Probe methodology. The difference-of-means probe is intentionally simple, following Moreno Cencerrado et al. A non-linear classifier might achieve higher AUROC but would weaken the Linear Representation Hypothesis claim. Cosine similarity is computed at different layers for different models, which complicates direct comparison.

References

Burnell, R., Yamamori, Y., Firat, O., et al. (2026). Measuring Progress Toward AGI: A Cognitive Framework. Google DeepMind.
Fleming, S. M., & Lau, H. C. (2014). How to measure metacognition. Frontiers in Human Neuroscience.
Nelson, T. O., & Narens, L. (1990). Metamemory: A theoretical framework and new findings. Psychology of Learning and Motivation.
Moreno Cencerrado, I. V., et al. (2026). No Answer Needed: Predicting LLM Answer Accuracy from Question-Only Linear Probes. ICLR 2026 Workshop.
Balestriero, R., et al. (2025). Confidence is Not Competence. ICLR 2026.

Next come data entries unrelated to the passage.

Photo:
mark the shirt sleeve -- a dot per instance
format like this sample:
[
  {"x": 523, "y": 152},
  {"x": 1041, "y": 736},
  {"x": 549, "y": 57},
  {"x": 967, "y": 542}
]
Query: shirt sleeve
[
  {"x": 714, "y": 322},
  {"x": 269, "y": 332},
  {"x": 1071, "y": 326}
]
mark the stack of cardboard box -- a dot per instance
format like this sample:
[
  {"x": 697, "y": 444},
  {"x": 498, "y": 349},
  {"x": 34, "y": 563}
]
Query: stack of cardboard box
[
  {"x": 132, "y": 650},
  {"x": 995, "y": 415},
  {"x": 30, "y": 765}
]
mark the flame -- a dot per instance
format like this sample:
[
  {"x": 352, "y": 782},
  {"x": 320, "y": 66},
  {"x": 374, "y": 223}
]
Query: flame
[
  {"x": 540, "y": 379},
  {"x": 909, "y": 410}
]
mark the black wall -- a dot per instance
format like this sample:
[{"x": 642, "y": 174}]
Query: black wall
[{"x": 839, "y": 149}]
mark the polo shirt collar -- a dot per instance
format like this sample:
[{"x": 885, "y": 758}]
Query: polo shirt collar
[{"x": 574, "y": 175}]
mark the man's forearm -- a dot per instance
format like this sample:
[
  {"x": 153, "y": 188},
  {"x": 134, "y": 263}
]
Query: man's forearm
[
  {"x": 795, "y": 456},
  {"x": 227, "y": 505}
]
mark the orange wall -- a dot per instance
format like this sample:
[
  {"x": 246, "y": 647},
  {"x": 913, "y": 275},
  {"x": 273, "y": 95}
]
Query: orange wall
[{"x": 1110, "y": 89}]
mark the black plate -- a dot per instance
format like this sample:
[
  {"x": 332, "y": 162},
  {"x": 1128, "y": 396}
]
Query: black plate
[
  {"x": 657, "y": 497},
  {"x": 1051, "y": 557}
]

Kumaran, D., Fleming, S. M., et al. (2025). How Overconfidence in Initial Choices and Underconfidence Under Criticism Modulate Change of Mind in LLMs. DeepMind.
Saadat, M. & Nemzer, S. (2026). Certainty Robustness: Evaluating LLM Stability Under Self-Challenging Prompts.
Hong, S., et al. (2025). Measuring Sycophancy of Language Models in Multi-turn Dialogues. Findings of EMNLP 2025.
Gu, J., et al. (2024). DS Critique Bank. ACL 2024.
Kirichenko, P., et al. (2025). AbstentionBench: Reasoning LLMs Fail on Unanswerable Questions.
Wang, G., et al. (2025). Decoupling Metacognition from Cognition: A Framework for Quantifying Metacognitive Ability in LLMs. AAAI 2025.